Methods: The WHO database of publications on COVID-19 and PubMed were searched from inception to March 20 , 2020 and all valuable studies were analyzed using Stata 15.0 .
Results: We selected forty-four studies with 13,497 patients . In the comparison of severe and non-severe groups, age over 50 (OR = 4.090; 95% CI = 2.422–6.907, P = 0.000) and underlying disease (OR = 3.992; 95% CI = 2.631–6.507, P = 0.000) are risk factors . Female gender (OR = 0.740; 95% CI = 0.622–0.881, P = 0.001) is a protective factor . Characteristics like dyspnea (OR = 4.914; 95% CI = 3.069–7.867, P = 0.000), lymphopenia (OR = 5.528; 95% CI = 3.484–8.772, P = 0.000), thrombocytopenia (OR = 3.623; 95% CI = 1.034–12.691, P = 0.044), elevated C-reactive protein (OR = 5.217; 95% CI = 2.459–11.070, P = 0.000) and D-dimer (OR = 3.780; 95% CI = 1.481–9.648, P = 0.005) were more frequently in severe cases . Diffuse lesions and consolidation (OR = 4.680; 95% CI = 3.183–6.881, P = 0.000) in imaging was considered reliable .

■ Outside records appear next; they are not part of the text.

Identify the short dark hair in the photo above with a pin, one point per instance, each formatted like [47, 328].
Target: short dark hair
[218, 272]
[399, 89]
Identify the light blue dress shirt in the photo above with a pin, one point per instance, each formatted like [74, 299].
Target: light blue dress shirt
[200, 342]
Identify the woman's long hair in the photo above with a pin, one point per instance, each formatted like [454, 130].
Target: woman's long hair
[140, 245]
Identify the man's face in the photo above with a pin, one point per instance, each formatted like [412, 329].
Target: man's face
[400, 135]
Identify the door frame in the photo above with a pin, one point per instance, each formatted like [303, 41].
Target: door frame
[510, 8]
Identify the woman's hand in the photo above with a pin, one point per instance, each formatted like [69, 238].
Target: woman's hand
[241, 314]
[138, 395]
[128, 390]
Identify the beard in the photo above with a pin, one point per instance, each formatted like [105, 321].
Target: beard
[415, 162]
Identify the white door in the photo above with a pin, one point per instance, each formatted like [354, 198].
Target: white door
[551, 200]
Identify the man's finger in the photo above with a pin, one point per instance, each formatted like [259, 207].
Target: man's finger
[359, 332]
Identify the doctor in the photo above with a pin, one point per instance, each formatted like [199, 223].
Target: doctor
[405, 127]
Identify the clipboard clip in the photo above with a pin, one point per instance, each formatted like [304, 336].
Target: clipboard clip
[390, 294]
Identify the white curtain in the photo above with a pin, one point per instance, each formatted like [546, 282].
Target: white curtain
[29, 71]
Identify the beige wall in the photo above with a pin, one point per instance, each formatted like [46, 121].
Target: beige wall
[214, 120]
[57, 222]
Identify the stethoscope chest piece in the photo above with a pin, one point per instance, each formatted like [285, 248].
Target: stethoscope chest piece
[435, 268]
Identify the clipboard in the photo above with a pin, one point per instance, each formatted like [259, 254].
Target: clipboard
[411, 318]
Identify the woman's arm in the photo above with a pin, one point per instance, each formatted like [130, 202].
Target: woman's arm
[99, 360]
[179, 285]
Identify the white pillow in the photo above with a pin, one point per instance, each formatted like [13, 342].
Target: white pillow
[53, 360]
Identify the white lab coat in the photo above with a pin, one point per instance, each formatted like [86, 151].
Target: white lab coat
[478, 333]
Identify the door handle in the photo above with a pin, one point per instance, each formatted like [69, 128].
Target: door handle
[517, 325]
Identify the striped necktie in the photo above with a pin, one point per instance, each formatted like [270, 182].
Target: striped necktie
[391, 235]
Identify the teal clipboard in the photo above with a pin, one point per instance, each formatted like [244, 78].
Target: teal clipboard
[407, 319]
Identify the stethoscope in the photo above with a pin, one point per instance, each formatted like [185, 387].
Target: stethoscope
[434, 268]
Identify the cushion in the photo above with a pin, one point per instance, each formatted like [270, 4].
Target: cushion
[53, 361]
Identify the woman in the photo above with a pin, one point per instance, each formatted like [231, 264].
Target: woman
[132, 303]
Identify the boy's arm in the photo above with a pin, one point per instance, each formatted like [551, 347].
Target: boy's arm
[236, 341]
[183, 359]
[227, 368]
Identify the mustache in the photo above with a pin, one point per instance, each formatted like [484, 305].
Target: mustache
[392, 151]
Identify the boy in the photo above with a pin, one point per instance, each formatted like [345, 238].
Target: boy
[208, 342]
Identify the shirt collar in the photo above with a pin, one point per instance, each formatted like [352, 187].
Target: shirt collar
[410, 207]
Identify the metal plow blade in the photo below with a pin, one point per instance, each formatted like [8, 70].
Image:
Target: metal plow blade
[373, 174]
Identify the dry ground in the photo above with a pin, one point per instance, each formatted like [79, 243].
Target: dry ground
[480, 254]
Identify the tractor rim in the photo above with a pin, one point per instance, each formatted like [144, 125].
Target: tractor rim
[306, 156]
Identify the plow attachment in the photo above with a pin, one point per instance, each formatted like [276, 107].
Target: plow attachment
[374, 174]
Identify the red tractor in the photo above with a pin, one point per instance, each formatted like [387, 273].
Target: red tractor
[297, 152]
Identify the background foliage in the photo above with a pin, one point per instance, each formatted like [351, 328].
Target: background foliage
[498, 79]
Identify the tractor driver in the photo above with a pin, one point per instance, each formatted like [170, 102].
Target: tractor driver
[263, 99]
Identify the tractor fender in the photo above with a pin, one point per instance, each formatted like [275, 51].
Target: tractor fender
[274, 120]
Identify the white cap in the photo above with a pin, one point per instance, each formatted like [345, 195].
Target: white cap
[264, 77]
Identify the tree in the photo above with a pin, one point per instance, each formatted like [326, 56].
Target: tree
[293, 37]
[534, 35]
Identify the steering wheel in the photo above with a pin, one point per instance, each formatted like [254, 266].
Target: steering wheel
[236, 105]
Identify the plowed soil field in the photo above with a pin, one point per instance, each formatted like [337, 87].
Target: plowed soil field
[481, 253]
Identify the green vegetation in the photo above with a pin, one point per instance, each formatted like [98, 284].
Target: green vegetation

Conclusions: Men older than 50 with underlying disease are susceptible to develop severe pneumonia while female gender is protective . The typical symptom of severe pneumonia was dyspnea, but high fever, headache and diarrhea were not significantly different among patients with varying degrees of severity . Lymphopenia, thrombocytopenia, elevated C-reactive protein and D-dimer occurred more frequently in severe patients and yet leukopenia is not a characteristic laboratory indicator . Diffuse lesions and consolidation are important imaging features to distinguish severe pneumonia.